Overview
Run Postgres on a managed provider until you have a concrete reason not to. The provider handles backups, patching, replication, and pager duty; you handle schema and queries. This page covers production decisions downstream of postgres: hosting, backups, PITR, failover, pooling, replicas, secrets, and observability.
Default to a managed provider
Pick from Neon, Supabase, AWS RDS or Aurora, Google Cloud SQL, or Crunchy Bridge. Each ships automated backups, minor-version patching, monitoring, and a one-click read replica.
- Neon: branchable Postgres with separated storage and compute. Good for preview environments.
- Supabase: Postgres plus auth, storage, edge functions. Good when the app needs more than the database.
- RDS or Cloud SQL: boring, durable, expensive at the high end. Pick when you already live in AWS or GCP.
Self-host only when the managed bill is provably worse at scale, residency laws pin you to a region no provider serves, or you need an extension the provider blocks. See hostinger-vps for the hardening baseline.
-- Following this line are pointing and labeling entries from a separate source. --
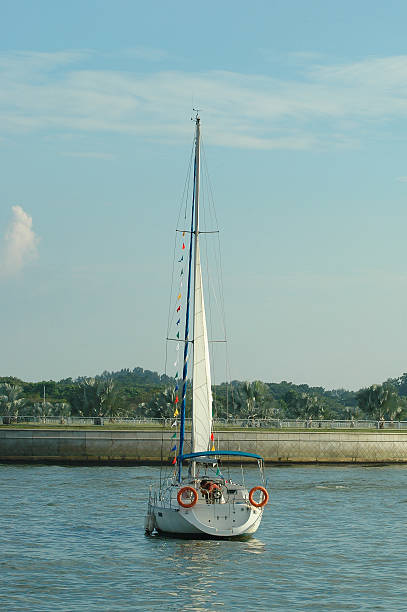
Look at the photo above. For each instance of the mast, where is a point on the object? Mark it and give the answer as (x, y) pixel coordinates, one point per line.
(201, 376)
(186, 335)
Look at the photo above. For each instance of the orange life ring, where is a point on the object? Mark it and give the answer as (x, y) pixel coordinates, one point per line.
(194, 497)
(263, 501)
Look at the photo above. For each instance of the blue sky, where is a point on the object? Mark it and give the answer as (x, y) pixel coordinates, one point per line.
(304, 108)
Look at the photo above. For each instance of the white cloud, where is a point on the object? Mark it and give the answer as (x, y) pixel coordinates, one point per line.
(324, 106)
(19, 243)
(88, 154)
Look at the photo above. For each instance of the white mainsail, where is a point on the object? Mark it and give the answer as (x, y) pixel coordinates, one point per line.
(201, 375)
(201, 390)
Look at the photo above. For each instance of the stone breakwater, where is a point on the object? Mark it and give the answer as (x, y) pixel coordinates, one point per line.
(149, 446)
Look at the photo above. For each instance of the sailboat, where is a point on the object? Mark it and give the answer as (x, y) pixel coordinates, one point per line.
(197, 500)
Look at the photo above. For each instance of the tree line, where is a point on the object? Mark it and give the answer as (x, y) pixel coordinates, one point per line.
(142, 393)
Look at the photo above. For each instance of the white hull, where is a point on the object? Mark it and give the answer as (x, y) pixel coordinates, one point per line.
(221, 520)
(190, 522)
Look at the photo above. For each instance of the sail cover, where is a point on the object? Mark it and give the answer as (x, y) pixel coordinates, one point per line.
(201, 391)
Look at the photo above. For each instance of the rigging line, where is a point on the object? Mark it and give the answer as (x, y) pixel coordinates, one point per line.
(210, 190)
(170, 305)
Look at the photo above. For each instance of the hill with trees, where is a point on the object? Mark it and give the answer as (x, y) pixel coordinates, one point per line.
(142, 393)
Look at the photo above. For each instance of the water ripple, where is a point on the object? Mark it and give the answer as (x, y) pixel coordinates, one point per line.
(333, 538)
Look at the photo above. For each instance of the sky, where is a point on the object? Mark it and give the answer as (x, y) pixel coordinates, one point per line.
(303, 110)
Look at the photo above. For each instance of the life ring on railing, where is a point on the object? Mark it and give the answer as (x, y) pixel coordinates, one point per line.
(263, 501)
(184, 490)
(214, 491)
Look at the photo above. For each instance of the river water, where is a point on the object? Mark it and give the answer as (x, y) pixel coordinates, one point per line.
(332, 538)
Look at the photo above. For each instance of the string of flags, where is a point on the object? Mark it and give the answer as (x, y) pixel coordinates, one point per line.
(178, 309)
(177, 349)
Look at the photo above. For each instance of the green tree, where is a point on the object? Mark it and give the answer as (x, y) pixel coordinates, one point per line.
(379, 401)
(11, 399)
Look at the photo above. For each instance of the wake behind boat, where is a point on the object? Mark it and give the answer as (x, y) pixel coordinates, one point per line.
(197, 499)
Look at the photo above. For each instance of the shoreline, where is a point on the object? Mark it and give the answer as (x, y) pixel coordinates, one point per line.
(135, 446)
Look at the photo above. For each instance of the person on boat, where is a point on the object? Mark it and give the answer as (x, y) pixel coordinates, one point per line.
(210, 490)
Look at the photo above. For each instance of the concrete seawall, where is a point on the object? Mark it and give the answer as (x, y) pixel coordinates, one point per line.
(144, 446)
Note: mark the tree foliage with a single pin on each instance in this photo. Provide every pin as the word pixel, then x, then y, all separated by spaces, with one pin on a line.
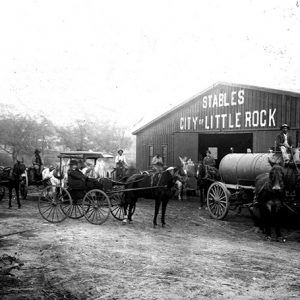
pixel 21 134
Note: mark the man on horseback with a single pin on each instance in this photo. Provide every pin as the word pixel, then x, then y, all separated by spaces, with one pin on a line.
pixel 284 143
pixel 37 163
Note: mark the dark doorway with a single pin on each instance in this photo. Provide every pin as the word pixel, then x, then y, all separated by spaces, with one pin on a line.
pixel 221 143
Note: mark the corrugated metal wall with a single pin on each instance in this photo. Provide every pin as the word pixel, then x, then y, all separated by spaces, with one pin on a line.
pixel 244 109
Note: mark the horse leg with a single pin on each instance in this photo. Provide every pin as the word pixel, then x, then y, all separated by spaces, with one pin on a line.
pixel 157 205
pixel 9 196
pixel 163 211
pixel 17 189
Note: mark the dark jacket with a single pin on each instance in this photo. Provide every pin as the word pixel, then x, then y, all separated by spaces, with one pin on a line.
pixel 76 180
pixel 280 140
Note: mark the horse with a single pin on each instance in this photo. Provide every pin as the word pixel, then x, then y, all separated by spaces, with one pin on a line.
pixel 13 181
pixel 271 190
pixel 159 186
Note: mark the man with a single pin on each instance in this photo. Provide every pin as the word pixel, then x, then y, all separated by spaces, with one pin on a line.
pixel 120 158
pixel 37 162
pixel 121 164
pixel 284 143
pixel 76 179
pixel 157 163
pixel 209 160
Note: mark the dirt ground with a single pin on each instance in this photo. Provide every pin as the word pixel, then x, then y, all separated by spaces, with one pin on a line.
pixel 194 257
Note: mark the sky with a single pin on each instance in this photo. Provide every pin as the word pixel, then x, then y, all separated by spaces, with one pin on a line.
pixel 130 61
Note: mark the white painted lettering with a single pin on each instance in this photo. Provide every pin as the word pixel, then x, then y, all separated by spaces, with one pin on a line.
pixel 189 123
pixel 204 102
pixel 181 123
pixel 241 98
pixel 223 116
pixel 225 100
pixel 237 120
pixel 195 119
pixel 230 121
pixel 255 118
pixel 272 117
pixel 247 119
pixel 233 101
pixel 217 120
pixel 263 121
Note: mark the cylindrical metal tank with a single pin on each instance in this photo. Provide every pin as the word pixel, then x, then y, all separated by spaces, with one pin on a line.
pixel 243 168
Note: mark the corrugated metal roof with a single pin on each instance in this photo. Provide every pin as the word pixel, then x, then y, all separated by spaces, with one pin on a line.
pixel 189 100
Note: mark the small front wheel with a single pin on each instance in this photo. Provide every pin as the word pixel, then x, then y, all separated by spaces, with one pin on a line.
pixel 218 200
pixel 96 206
pixel 53 202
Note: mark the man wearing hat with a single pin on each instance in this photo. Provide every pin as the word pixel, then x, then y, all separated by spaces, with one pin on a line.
pixel 37 162
pixel 121 164
pixel 284 143
pixel 76 179
pixel 157 163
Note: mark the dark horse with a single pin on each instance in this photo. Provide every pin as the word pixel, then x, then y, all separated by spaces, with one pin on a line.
pixel 160 187
pixel 12 181
pixel 271 192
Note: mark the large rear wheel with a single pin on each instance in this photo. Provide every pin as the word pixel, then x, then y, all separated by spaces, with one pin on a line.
pixel 53 202
pixel 96 206
pixel 218 200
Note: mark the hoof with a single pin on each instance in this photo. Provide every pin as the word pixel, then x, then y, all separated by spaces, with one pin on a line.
pixel 281 239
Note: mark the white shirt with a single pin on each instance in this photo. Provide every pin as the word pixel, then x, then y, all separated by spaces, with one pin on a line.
pixel 121 158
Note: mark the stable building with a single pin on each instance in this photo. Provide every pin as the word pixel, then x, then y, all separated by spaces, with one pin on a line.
pixel 223 118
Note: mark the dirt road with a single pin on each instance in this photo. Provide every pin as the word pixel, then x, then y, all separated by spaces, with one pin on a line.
pixel 194 257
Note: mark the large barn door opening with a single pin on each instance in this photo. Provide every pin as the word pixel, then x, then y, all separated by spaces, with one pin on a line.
pixel 220 144
pixel 185 144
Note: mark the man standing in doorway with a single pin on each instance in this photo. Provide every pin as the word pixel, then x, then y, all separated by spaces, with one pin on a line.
pixel 284 143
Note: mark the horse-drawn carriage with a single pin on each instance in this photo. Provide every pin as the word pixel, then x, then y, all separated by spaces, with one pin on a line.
pixel 100 198
pixel 236 189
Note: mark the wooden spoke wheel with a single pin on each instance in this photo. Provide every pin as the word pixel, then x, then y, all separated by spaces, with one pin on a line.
pixel 218 200
pixel 2 192
pixel 117 206
pixel 53 202
pixel 96 206
pixel 23 189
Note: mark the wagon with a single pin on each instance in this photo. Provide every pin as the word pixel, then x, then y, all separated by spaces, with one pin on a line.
pixel 235 190
pixel 56 203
Backups are useless until you have restored one
A backup you have not restored is a hope. Run a full restore drill quarterly and after any backup config change.
# Nightly logical dump, parallel, custom format
pg_dump --jobs=4 --format=directory --file=/backups/app-$(date +%F) app_prod
# Restore drill: into a scratch instance, end-to-end timed
pg_restore --jobs=4 --dbname=app_restore /backups/app-2026-05-14Push dumps off-box with restic or the provider’s snapshot tooling; see hostinger-vps. Keep seven daily, four weekly, and twelve monthly snapshots. The runbook records wall-clock time to first query after restore.
Layer WAL archiving for point-in-time recovery
Logical dumps give you a daily RPO. Pair them with continuous WAL archiving when you need minutes.
- Managed providers ship PITR by default. Confirm the retention window (Neon: 7 to 30 days; RDS: up to 35) and the latest restorable timestamp.
- Self-hosted: configure
archive_commandto ship WAL segments to S3.pgBackRestorwal-gwrap this with retention, encryption, and parallel restore.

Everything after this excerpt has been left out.